Predicting functional constraints across evolutionary timescales with phylogeny-informed genomic language models
Abstract
Genomic language models (gLMs) have emerged as a powerful approach for learning genome-wide functional constraints directly from DNA sequences. However, standard gLMs adapted from natural language processing often require extremely large model sizes and computational resources, yet still fall short of classical evolutionary models in predictive tasks. Here, we introduce GPN-Star (Genomic Pretrained Network with Species Tree and Alignment Representation), a biologically grounded gLM featuring a phylogeny-aware architecture that leverages whole-genome alignments and species trees to model evolutionary relationships explicitly. Trained on alignments spanning vertebrate, mammalian, and primate evolutionary timescales, GPN-Star achieves state-of-the-art performance across a wide range of variant effect prediction tasks in both coding and non-coding regions of the human genome. Analyses across timescales reveal task-dependent advantages of modeling more recent versus deeper evolution.

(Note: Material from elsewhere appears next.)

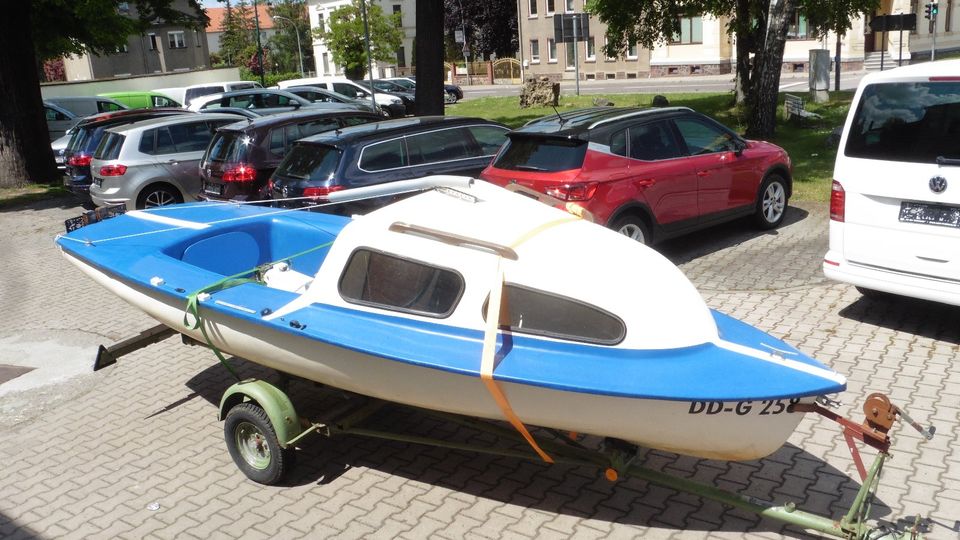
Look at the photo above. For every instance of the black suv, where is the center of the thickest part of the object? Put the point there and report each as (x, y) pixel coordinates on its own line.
(242, 156)
(87, 136)
(387, 151)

To demonstrate its potential to advance human genetics, we show that GPN-Star substantially outperforms prior methods in prioritizing pathogenic and fine-mapped GWAS variants; yields unprecedented enrichments of complex trait heritability; and improves power in rare variant association testing. Extending beyond humans, we train GPN-Star for five model organisms – Mus musculus, Gallus gallus, Drosophila melanogaster, Caenorhabditis elegans, and Arabidopsis thaliana – demonstrating the robustness and generalizability of the framework. Taken together, these results position GPN-Star as a scalable, powerful, and flexible new tool for genome interpretation, well suited to leverage the growing abundance of comparative genomics data.